The phone took a while to find signal, but eventually the message dispatched, and some time later came the reply: “Strap on four foot of 8lb Maxima, and a big Woolly Bugger”. Sound advice!
The previous time I was atop this long dam wall, throwing a big Woolly Bugger, I had had an interrupted afternoon, in which business cut into precious fishing time. Unusual business. I had to go and rescue Darling from a gaggle of snakes. At that stage I only knew her as Darling. That was the name and number The Boss had sent me as an electronic business card when I asked for the details of his foreman. I concluded of course that they are romantically involved. My inkling was supported when, having got Darling and her crew started on their task down in the kloof, and while setting up eagerly to fish Baboon dam, the second call came. It was The Boss. Darling was in distress down in the kloof. Could I send someone to go and rescue her please. Something about her being in tears, inconsolable and trapped by a team of serpents. Who could I send? It is wild baboon country, so remote and steep, no one would find her there, and besides, who else was around?
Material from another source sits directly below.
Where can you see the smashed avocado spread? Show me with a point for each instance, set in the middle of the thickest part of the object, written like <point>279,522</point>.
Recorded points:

A mournful wind whistled across the veld. I cursed, and took the rod pieces apart and put them back in the cloth bag and tube. I had not even got as far as putting the real on. “There goes my fishing” I said through gritted teeth, to no one but the baboons.
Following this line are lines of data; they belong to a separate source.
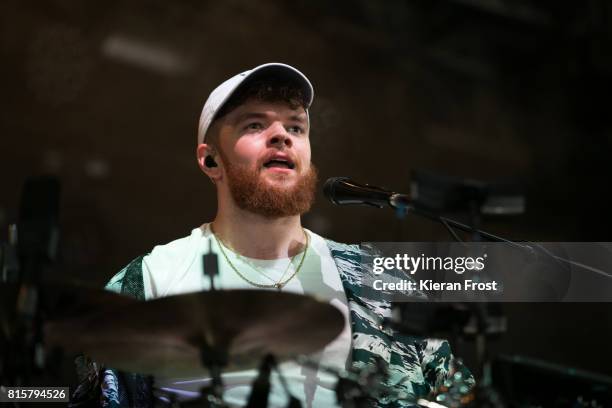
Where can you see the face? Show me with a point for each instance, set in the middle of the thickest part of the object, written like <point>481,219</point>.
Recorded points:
<point>265,153</point>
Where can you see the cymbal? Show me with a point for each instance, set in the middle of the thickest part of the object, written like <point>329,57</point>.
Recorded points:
<point>165,336</point>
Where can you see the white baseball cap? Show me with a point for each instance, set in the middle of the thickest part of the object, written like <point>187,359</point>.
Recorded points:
<point>223,92</point>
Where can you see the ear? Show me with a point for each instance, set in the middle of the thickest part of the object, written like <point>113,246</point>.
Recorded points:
<point>214,173</point>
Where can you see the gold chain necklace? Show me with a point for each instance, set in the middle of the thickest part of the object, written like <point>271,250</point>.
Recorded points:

It took me forever to find Darling. Notwithstanding the fact that we had cell comms, and I had a vantage point and a pair of binoculars. Second language, sobs, trees getting confused with rocks….all those usual communication impediments. By the time I had found her, chased away all the phantom winter snakes, and led her up out of the valley, I was tired, and the wind was stronger, and the sparkle had gone out of the day. It was not unlike what was before me now.
A band of still water, heavily riffled about 20 yards out where the berg wind, done with harassing the bankside grass tufts, now hit the water surface. Wind in my ears. Lips cracked. My paper-dry hands gripping the worn cork, but without expectancy. Trout away on business elsewhere.
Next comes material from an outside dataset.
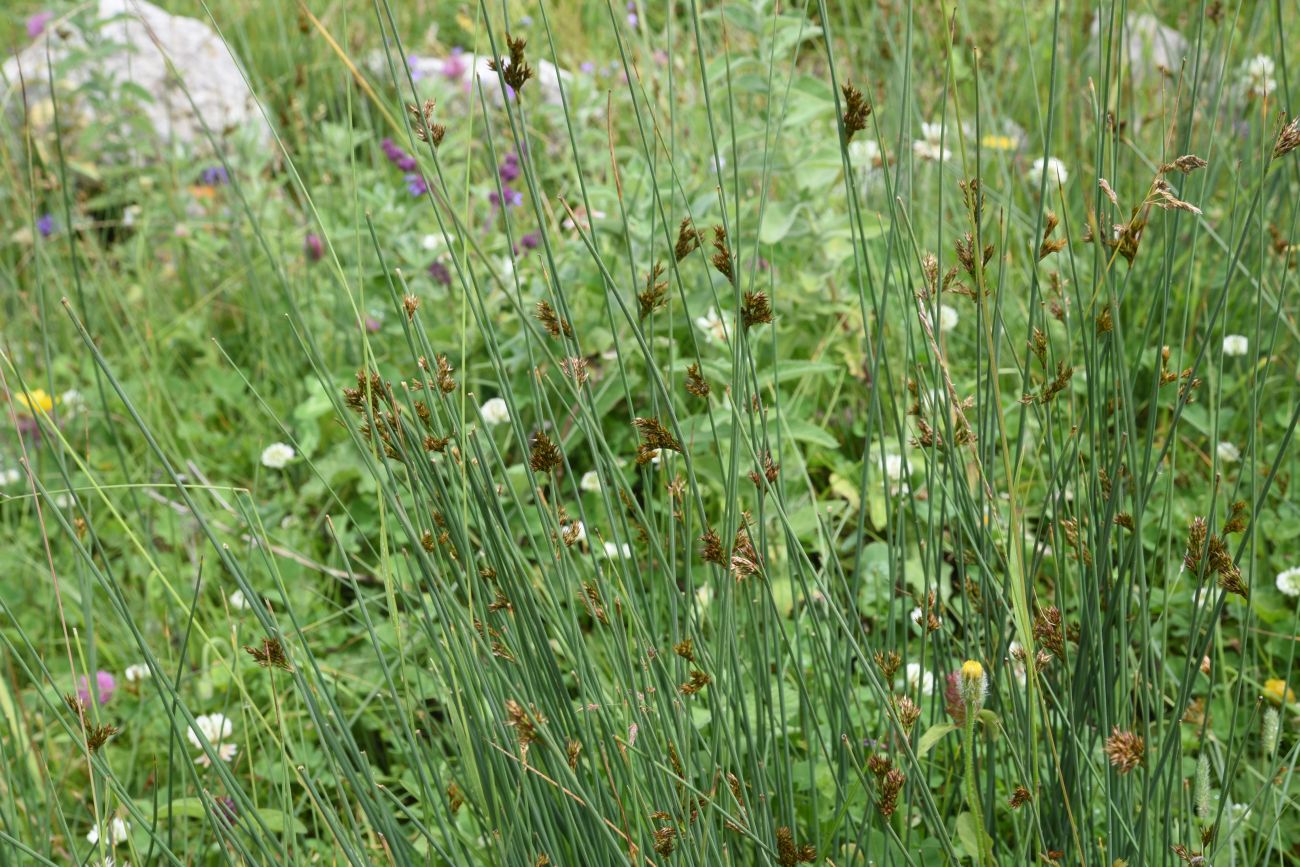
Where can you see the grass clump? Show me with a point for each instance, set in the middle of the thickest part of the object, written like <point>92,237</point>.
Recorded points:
<point>785,436</point>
In between there had been a very brief visit to West Hastings, where I witnessed a couple of small trout rise, and one or two lunkers porpoising seductively way out in the waves. Nothing else. There was that trip to the lake on the mountain, where I got a few fish. That was nice. Before that was a very slow day, with one giant fish, but nothing else all day long. That fish was special, if only for its size, but that was way back. “When was that?” I asked out loud in the wind. June maybe, I thought. We are on the other end of winter now, and I feel like I missed it. There was illness, a trip south (non-fishing), another bout of illness, work, and now winter is at it’s end. Where was I ?
I guess many years I feel this way about a river season, or an autumn, and that if I had to pick, “missing winter” wouldn’t be the worst fate. A friend called this morning to update me on his fishing. It turns out its been really slow everywhere.
After the hot berg wind, the evening arrived suddenly, and with accompanying stillness. My mental braying about winter evaporated as the first fish started to rise. Before long they were boiling everywhere. One or two jumped clear of the water in the sunset.
I was changing fly frantically, trying to match the invisible hatch. It was warm, and furious and infuriatingly fun, in a spitting, teeth grinding and laugh-out-loud kind of way. And it felt like spring. I stacked that lens on top of a report last week of three-pound browns spotted in the river by some farm workers. Add the paucity of fishing in weeks past, and you have yourself a bubbling casserole of youthful anticipation for 1st September.
“The coming griver seasgon is going to be gwild Dgarling”. A breiing Zulu….have you ever!